Vintage and Thrift, a new and sustainable method to purchase products has now made way amongst the streetwear culture in India. The Indian market slowly but steadily is adapting to this new concept. However, a majority of the audience is still under the impression that “thrift” and “vintage” are synonymous but that is not the case.
”Thrift” refers to money and price- as in, careful management of monetary resources. In simpler words, thrifting means to go shopping at a thrift store, garage sale, or flea market where you’ll find gently used items at discounted prices. These are items which are pre-loved and in top-notch condition.
Thrift shops aka charity shops offer old clothing pieces for extremely low prices. Their stock is much more in comparison to that of the vintage shops and thus offer more variety. As the entire concept of thrift is based on donation, the prices even though low, shops still end up making a profit. Many thrift shops such as the Salvation Army and Goodwill end up donating a part of their profit towards the charity.
”Vintage” on the other hand refers to the year during which the item was produced. Vintage items can typically be of lower quality or simply outdated thus can be acquired at a lesser price. On the contrary, age can skyrocket an item’s value to a whole new level.

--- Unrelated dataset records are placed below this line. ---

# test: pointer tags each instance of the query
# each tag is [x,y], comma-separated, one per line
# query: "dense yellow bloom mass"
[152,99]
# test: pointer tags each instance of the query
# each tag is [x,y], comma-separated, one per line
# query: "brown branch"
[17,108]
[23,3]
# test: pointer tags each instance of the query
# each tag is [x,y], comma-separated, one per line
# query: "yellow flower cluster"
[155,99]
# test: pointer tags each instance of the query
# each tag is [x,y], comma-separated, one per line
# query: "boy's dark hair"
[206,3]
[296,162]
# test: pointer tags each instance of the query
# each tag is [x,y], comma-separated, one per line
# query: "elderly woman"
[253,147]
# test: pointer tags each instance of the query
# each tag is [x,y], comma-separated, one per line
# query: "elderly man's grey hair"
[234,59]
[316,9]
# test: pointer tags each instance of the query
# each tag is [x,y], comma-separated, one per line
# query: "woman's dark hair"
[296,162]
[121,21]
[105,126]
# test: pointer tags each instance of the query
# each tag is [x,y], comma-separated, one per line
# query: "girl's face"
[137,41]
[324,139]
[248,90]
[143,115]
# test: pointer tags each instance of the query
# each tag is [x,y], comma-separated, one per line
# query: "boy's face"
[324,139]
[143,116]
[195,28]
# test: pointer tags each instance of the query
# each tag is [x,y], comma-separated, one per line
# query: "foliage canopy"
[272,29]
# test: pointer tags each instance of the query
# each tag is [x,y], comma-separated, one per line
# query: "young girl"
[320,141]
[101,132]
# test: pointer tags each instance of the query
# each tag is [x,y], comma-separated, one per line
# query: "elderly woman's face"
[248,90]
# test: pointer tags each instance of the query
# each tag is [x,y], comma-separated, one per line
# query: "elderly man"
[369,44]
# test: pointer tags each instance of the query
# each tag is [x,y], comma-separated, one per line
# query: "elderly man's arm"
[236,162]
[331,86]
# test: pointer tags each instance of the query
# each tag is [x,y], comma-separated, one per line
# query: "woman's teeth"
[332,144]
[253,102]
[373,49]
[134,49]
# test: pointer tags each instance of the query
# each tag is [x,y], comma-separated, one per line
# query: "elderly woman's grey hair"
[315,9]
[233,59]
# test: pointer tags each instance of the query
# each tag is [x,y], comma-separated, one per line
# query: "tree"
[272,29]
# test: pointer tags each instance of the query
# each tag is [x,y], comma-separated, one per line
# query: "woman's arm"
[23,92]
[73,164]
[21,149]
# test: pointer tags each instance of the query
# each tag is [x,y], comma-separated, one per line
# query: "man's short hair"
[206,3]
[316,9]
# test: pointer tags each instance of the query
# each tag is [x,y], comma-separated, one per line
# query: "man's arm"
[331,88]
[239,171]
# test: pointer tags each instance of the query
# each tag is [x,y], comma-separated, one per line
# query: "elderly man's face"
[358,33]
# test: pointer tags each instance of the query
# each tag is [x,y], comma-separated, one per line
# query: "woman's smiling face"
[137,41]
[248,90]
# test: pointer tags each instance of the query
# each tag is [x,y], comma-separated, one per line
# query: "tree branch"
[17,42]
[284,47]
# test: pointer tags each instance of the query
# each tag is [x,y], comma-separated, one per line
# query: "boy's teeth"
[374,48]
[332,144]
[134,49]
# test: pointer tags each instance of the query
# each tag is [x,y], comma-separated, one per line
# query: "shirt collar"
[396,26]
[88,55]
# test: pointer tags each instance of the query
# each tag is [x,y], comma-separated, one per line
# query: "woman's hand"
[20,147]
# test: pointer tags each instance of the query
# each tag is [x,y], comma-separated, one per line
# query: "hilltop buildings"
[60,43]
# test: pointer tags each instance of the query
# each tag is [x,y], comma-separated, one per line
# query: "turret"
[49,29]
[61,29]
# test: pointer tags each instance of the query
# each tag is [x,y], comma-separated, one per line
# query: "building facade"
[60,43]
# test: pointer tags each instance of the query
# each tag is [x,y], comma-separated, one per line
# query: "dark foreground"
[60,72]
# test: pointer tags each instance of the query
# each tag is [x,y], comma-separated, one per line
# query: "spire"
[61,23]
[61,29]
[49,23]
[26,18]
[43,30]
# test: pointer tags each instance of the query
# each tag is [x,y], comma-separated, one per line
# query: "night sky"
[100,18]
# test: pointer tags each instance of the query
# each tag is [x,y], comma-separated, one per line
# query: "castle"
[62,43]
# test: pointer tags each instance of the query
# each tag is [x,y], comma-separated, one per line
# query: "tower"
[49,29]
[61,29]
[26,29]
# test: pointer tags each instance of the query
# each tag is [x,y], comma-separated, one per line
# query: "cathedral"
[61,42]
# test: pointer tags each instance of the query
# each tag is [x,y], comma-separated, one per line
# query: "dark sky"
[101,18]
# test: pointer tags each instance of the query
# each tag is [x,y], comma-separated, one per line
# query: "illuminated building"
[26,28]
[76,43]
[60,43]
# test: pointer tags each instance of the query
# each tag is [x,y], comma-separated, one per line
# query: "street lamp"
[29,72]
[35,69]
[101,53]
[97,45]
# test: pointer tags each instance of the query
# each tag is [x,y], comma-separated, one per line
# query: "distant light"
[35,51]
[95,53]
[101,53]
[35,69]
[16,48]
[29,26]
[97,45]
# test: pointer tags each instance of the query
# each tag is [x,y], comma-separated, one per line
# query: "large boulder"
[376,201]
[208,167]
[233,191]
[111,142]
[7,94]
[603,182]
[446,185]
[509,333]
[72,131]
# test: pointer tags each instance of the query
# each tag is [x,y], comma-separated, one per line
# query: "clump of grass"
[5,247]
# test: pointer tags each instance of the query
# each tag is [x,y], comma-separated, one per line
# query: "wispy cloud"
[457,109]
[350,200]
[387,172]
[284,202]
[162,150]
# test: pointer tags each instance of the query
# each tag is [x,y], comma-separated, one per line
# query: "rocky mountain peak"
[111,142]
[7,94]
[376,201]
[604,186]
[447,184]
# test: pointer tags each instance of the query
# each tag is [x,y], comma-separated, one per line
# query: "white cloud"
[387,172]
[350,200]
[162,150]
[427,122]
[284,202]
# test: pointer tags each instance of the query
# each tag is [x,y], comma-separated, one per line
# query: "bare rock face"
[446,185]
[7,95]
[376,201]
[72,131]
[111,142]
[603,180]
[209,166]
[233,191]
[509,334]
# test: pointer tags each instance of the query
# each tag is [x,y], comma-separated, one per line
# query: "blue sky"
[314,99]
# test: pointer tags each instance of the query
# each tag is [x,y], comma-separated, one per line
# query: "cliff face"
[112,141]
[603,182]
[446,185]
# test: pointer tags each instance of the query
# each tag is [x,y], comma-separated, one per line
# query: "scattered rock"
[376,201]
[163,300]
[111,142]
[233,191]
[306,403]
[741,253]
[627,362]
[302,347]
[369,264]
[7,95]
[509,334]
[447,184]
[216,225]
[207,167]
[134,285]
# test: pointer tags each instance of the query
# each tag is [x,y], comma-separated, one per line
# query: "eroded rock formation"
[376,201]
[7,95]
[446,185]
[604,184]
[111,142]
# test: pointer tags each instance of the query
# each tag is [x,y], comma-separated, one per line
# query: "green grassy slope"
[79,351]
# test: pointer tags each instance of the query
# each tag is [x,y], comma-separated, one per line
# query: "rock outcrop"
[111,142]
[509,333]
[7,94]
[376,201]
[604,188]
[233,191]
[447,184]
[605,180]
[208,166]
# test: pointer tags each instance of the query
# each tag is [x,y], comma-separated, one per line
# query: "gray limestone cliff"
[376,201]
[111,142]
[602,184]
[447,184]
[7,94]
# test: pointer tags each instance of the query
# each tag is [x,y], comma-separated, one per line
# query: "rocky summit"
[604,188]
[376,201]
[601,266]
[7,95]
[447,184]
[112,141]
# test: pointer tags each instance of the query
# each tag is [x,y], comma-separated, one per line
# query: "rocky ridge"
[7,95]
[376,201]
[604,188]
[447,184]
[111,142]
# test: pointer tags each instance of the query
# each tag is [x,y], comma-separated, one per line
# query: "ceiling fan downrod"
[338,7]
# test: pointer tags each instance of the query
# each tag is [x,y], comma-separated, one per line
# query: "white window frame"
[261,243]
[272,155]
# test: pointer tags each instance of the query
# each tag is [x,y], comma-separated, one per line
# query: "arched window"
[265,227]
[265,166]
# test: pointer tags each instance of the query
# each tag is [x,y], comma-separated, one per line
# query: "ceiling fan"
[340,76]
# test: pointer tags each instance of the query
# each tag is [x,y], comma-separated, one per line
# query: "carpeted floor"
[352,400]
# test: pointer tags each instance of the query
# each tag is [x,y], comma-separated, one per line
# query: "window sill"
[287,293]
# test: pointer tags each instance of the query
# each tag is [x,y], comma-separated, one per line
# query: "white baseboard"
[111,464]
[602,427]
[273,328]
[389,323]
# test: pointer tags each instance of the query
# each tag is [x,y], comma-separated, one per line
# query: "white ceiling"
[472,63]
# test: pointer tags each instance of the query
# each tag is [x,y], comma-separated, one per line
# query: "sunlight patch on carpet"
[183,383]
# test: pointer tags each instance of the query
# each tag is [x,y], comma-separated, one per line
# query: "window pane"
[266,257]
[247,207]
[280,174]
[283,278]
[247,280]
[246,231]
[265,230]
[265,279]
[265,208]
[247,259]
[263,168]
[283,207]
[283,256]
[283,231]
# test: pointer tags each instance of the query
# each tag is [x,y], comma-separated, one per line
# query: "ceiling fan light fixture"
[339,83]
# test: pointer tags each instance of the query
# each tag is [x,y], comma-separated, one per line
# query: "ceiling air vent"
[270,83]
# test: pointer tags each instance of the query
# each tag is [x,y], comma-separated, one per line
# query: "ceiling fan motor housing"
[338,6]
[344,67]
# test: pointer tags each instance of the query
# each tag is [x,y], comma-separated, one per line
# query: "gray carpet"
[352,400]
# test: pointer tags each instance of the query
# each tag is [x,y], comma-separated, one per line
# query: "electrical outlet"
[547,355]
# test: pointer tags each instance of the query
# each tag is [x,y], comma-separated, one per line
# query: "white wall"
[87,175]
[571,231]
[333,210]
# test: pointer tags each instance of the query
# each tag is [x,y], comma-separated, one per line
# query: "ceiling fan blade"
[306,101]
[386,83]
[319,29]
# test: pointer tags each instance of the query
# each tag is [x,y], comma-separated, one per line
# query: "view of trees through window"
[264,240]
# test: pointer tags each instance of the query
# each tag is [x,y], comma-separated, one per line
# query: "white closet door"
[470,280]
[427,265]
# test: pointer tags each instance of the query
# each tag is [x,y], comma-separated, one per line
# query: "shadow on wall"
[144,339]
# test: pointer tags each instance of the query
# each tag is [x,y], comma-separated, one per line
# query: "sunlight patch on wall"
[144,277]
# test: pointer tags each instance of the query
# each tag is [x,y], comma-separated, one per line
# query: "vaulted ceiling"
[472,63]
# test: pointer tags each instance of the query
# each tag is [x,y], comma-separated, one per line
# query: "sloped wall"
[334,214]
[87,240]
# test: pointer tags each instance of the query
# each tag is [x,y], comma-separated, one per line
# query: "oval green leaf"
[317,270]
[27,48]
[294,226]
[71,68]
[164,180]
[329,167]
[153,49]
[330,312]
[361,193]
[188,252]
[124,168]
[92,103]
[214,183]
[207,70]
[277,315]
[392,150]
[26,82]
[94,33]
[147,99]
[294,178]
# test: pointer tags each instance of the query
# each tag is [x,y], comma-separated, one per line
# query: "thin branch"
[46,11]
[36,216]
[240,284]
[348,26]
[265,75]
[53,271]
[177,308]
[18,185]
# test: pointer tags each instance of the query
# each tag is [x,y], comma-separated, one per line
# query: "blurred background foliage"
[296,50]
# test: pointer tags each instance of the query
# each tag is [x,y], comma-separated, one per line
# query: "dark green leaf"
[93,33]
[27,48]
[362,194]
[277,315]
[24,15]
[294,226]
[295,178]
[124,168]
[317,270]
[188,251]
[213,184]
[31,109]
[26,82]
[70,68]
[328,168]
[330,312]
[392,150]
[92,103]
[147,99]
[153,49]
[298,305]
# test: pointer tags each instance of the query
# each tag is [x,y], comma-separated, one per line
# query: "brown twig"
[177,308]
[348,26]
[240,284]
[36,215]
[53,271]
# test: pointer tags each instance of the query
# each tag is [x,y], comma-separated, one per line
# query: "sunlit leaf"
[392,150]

“Vintage apparel” is an umbrella term for clothing that came from the previous era for example, apparel that was produced prior to the 1920s were usually considered antique clothes because they are too old to be worn by someone. However, clothes that were manufactured from the 1920s up to 1998 are considered vintage. They are also referred to as “retro.” Hence, if you are buying an item whose style belongs to the said era, then you are really buying a retro dress. In terms of vintage clothing, the audience often gets confused between vintage and novelty. Vintage products are from the actual event that took place for example a legitimate T-shirt from a Guns ‘N’ Roses concert. There is no possibility for such items to be mass produced and are given to a few lucky ones, but the production dates to that specific moment. Sean Wotherspoon’s Round Two is a perfect example of a vintage clothing store. The store is well known amongst sneakerheads for its vintage apparel and rare kicks which are almost impossible to find.
Novelty items on the other hand are sold by fast-fashion shops and are usually produced in recent times, for example: vintage themed t-shirts found in H&M. They might be in reference to the event but are mass produced for the modern market. Fast-fashion is said to be one of the major causes of pollution in recent times.
Collectibles such as Pokémon trading cards, Sports themed trading cards were a growing trend in the 90s which seems to be growing back. Some hyped stores alongside apparel and clothing have also started dealing in trading cards. Popular Youtubers namely Logan Paul has been investing in Pokémon cards in recent times by taking part in auctions and bidding for the same. Popular brands such as Levi’s, G-shock are expected to announce collaborations with Pokémon in the upcoming months. Daniel Arsham was also toying with Pokémon sculptures in the shape of a card recently.
Collectibles however do not limit themselves to cards or action figures, there are a variety of apparel and kicks which fall into the category as well. These are items which are no longer produced or are very limited in number in most cases 1 of 1. These include T-shirts by famous bands or artists, sneakers worn by famous personalities custom made for them and a variety of other stuff.
This is one of the most rare pieces of Eminem clothing. It is so rare that brands in Japan have decided to remake the T-shirt and sell it under their own name. The brand which initially created the T-shirt is no longer available and thus the value of the original piece has skyrocketed ever since.
This particular Nike Air Yeezy was worn by Kanye himself during his performances of “Hey Mama” and “Stronger” on-stage at the 2008 Grammys. It is a one off piece with no other form of existence. The pair is currently valued at an excess of $1 million USD and is set to be auctioned soon on Sotheby’s
India is now picking up on the trend where a majority of online thrift stores were in the spotlight during the lockdown months, especially on Instagram. Items are dropped weekly or fortnightly in limited quantities and are sold based on first come first serve basis. Such drops make it possible to buy used, branded clothing at affordable prices. Such stores are deeply exploring the online market that has lately been dull due to the budget constraints. Buyers feel more confident as they are given the assurance of quality sustainable clothing rather than unsustainable fast fashion. However, the key lies in low prices of high end, wearable products.